Lawrence Venuti’s idea of “foreignization” is also seen in the translation process by Nair. Venuti points out that the strategy “foreignization” happens when a target text “deliberately breaks target conventions by retaining something of the foreignness of the original” (5). Though Nair’s film cannot break the US’s societal conventions, it retains the ‘foreign milieu’, or Bengali milieu which is totally foreign to the US citizens. Thus, “foreignization” is adopted in Nair’s translation strategy.
Drawbacks of the Film:
These are many scenes in the film which are not appropriate or probable. The film starts with Ashoke going by train to Jamshedpur to meet his grandfather. Ghosh, a middle aged businessman, is a fellow traveler who drinks alcohol in train. Lahiri’s novel describes Ghosh smoking. Drinking alcohol and smoking are not allowed in Indian trains, but of course there can be exceptions. After their marriage, when Ashoke and Ashima are leaving Calcutta, they carry two small bags that may appear to an audience as going for shopping. Nair could have shown bigger luggage for the newly married couple going abroad to settle there. They wear long flower garlands as though they come out of a marriage ceremony. When Ashima’s father dies and Ashima and Ashoke are going to catch flight to return to India, Sonali, their newly born baby girl is not seen with them. But after few minutes we see the baby girl on Ashima’s shoulder. In a Bengali family after a death in the family generally after 10 days or 15 days male relatives of the dead person shave their head. But Nair’s film shows that Gogol comes to her mother from Ohio with his shaved head though his father has died before one day. Perhaps Gogol may not know the norm.

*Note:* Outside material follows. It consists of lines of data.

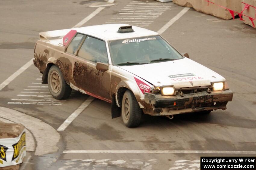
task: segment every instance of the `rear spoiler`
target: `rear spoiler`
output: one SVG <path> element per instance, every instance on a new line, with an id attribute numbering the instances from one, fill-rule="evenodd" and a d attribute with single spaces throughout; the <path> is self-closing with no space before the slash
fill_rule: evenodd
<path id="1" fill-rule="evenodd" d="M 61 38 L 66 35 L 72 29 L 76 30 L 76 28 L 60 29 L 39 33 L 39 39 L 42 41 L 50 42 L 50 40 L 54 39 Z"/>

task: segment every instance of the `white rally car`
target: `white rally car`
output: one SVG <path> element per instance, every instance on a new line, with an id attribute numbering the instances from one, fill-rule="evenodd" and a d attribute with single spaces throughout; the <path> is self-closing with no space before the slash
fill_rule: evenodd
<path id="1" fill-rule="evenodd" d="M 143 113 L 209 113 L 232 100 L 223 77 L 155 32 L 112 24 L 39 35 L 34 64 L 52 96 L 67 98 L 73 89 L 111 103 L 112 118 L 121 116 L 128 127 L 138 126 Z"/>

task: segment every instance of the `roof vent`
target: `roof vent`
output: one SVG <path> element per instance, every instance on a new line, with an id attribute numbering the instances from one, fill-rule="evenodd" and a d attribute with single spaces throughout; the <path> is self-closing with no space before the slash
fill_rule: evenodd
<path id="1" fill-rule="evenodd" d="M 133 29 L 132 28 L 133 26 L 128 25 L 120 26 L 117 31 L 118 33 L 128 33 L 128 32 L 134 32 Z"/>

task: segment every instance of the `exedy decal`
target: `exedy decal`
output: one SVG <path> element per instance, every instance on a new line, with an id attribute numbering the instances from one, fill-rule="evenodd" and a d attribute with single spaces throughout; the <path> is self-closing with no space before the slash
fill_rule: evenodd
<path id="1" fill-rule="evenodd" d="M 123 44 L 130 44 L 133 42 L 139 42 L 141 41 L 147 41 L 148 40 L 152 40 L 156 39 L 156 37 L 151 37 L 149 38 L 145 38 L 141 39 L 125 39 L 122 42 Z"/>
<path id="2" fill-rule="evenodd" d="M 22 149 L 23 147 L 26 145 L 26 132 L 24 132 L 21 135 L 20 138 L 20 139 L 19 141 L 12 145 L 12 147 L 13 147 L 14 152 L 13 153 L 13 156 L 12 156 L 12 161 L 17 158 L 20 153 L 22 153 L 22 153 L 20 153 L 20 150 Z"/>
<path id="3" fill-rule="evenodd" d="M 195 75 L 192 73 L 185 73 L 185 74 L 175 74 L 175 75 L 168 76 L 168 77 L 170 78 L 176 78 L 176 77 L 186 77 L 186 76 L 195 76 Z"/>
<path id="4" fill-rule="evenodd" d="M 144 94 L 145 92 L 149 93 L 150 91 L 149 88 L 150 86 L 136 77 L 134 77 L 134 79 L 141 91 L 142 93 Z"/>
<path id="5" fill-rule="evenodd" d="M 5 161 L 6 161 L 6 151 L 8 149 L 8 148 L 3 145 L 0 145 L 0 159 L 4 160 Z M 0 162 L 2 162 L 3 164 L 2 161 L 0 160 Z"/>

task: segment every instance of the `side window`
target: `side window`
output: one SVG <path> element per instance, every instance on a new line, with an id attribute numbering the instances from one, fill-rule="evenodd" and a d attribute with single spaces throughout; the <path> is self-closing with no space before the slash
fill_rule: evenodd
<path id="1" fill-rule="evenodd" d="M 93 62 L 108 63 L 105 42 L 87 36 L 77 56 Z"/>
<path id="2" fill-rule="evenodd" d="M 68 47 L 67 48 L 67 52 L 74 54 L 76 50 L 77 49 L 79 43 L 84 36 L 83 34 L 77 34 L 68 45 Z"/>

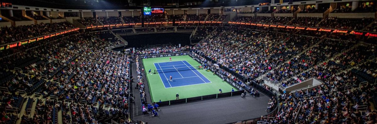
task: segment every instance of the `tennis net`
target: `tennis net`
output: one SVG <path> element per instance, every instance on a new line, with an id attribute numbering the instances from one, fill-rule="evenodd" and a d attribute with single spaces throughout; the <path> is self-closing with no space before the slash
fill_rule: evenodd
<path id="1" fill-rule="evenodd" d="M 173 67 L 173 66 L 172 66 Z M 178 72 L 187 70 L 192 70 L 200 69 L 202 68 L 202 66 L 196 66 L 181 67 L 173 67 L 168 69 L 162 69 L 155 70 L 155 73 L 166 73 L 169 72 Z"/>

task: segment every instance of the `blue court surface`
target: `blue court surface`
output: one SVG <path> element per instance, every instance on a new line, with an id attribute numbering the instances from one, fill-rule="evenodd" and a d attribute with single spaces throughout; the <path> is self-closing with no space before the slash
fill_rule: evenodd
<path id="1" fill-rule="evenodd" d="M 186 61 L 155 63 L 165 88 L 210 83 L 208 79 Z M 173 77 L 172 81 L 169 77 Z"/>

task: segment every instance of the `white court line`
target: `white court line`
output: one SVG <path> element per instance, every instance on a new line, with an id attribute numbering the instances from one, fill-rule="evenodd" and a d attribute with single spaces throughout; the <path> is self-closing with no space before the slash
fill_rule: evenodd
<path id="1" fill-rule="evenodd" d="M 198 77 L 198 76 L 193 76 L 193 77 L 185 77 L 182 78 L 173 78 L 173 79 L 172 79 L 172 80 L 175 80 L 175 79 L 182 79 L 182 78 L 193 78 L 193 77 Z M 168 78 L 166 78 L 166 79 L 168 79 Z"/>
<path id="2" fill-rule="evenodd" d="M 160 66 L 160 67 L 167 67 L 167 66 L 182 66 L 182 65 L 184 65 L 184 64 L 177 64 L 177 65 L 172 65 L 172 66 Z"/>
<path id="3" fill-rule="evenodd" d="M 204 82 L 204 83 L 206 83 L 205 81 L 204 81 L 204 80 L 203 80 L 203 79 L 202 79 L 202 78 L 200 77 L 199 77 L 199 75 L 198 75 L 198 74 L 196 74 L 196 73 L 195 73 L 195 72 L 194 72 L 193 70 L 191 70 L 191 69 L 190 68 L 190 67 L 189 67 L 188 66 L 187 66 L 187 64 L 186 64 L 186 63 L 185 63 L 184 62 L 183 62 L 183 61 L 182 61 L 182 62 L 185 65 L 186 65 L 186 66 L 187 66 L 187 67 L 188 67 L 189 69 L 190 69 L 190 70 L 191 70 L 191 71 L 192 71 L 193 72 L 194 72 L 194 73 L 195 73 L 195 74 L 196 75 L 196 76 L 198 76 L 198 77 L 199 77 L 199 78 L 200 78 L 200 79 L 201 79 L 203 81 L 203 82 Z"/>
<path id="4" fill-rule="evenodd" d="M 155 65 L 155 67 L 156 68 L 156 69 L 157 69 L 157 67 L 156 67 L 156 64 L 153 64 L 153 65 Z M 160 67 L 160 68 L 161 68 L 161 67 Z M 165 86 L 165 84 L 164 84 L 164 81 L 162 81 L 162 78 L 161 77 L 161 76 L 160 76 L 159 73 L 158 74 L 158 77 L 160 77 L 160 79 L 161 79 L 161 82 L 162 82 L 162 85 L 164 85 L 164 87 L 165 87 L 165 88 L 167 88 Z M 166 78 L 166 77 L 165 78 Z M 149 82 L 149 83 L 151 83 Z M 168 88 L 169 88 L 169 87 L 168 87 Z"/>
<path id="5" fill-rule="evenodd" d="M 159 63 L 153 63 L 153 64 L 155 64 L 155 63 L 169 63 L 169 62 L 174 62 L 174 61 L 182 61 L 182 60 L 181 60 L 181 61 L 166 61 L 166 62 L 159 62 Z"/>
<path id="6" fill-rule="evenodd" d="M 165 88 L 166 89 L 166 88 L 174 88 L 174 87 L 184 87 L 184 86 L 188 86 L 195 85 L 198 85 L 198 84 L 205 84 L 205 83 L 200 83 L 200 84 L 190 84 L 190 85 L 183 85 L 183 86 L 175 86 L 175 87 L 167 87 L 167 88 L 165 87 Z"/>
<path id="7" fill-rule="evenodd" d="M 160 64 L 158 64 L 158 63 L 157 63 L 157 64 L 158 65 L 158 66 L 160 66 Z M 161 69 L 161 67 L 160 67 L 160 68 Z M 157 69 L 157 68 L 156 68 L 156 69 Z M 164 73 L 164 71 L 162 70 L 161 70 L 161 71 L 162 71 L 162 73 L 164 73 L 164 76 L 165 76 L 165 78 L 166 78 L 166 75 L 165 75 L 165 73 Z M 159 74 L 158 75 L 159 75 Z M 160 77 L 160 78 L 161 78 L 161 76 Z M 161 79 L 161 80 L 162 80 L 162 79 Z M 167 81 L 167 83 L 169 83 L 169 85 L 170 85 L 170 87 L 172 87 L 172 85 L 170 84 L 170 82 L 169 82 L 169 80 L 167 80 L 167 79 L 166 79 L 166 80 Z M 204 81 L 204 82 L 205 82 L 205 81 Z M 164 83 L 164 82 L 162 81 L 162 83 Z M 164 86 L 165 86 L 165 85 L 164 85 Z M 166 87 L 165 87 L 165 88 L 166 88 Z"/>
<path id="8" fill-rule="evenodd" d="M 183 78 L 183 76 L 182 76 L 182 75 L 181 74 L 181 73 L 179 73 L 179 71 L 178 70 L 178 69 L 177 69 L 177 68 L 175 68 L 175 67 L 174 67 L 174 66 L 173 66 L 173 67 L 174 67 L 174 68 L 175 69 L 175 70 L 177 70 L 177 72 L 178 72 L 178 73 L 179 73 L 179 75 L 181 75 L 181 77 L 182 77 L 182 78 Z M 189 68 L 190 68 L 189 67 Z"/>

The Namesake Film in Literary Polysystem:
Itamar Even-Zohar first introduced the term “polysystem” as the aggregate of literary systems such as poetry to “low” or “non-canonized” forms in a given culture. He recognised both the “primary” (creating new items and models) as well as “secondary” (reinforcing existing items and models) importance of translated literature in literary history (21-22). He developed the “polysystem” theory early in the 1970s as a working for Israel-Hebrew literature. According to him, the term “polysystem” refers to “the entire network of correlated systems-literary and extraliterary-within society” (114). Through this theory he wanted to explain the function of all kinds of writing within a given culture-from the central canonical texts to the most marginal non-canonical texts.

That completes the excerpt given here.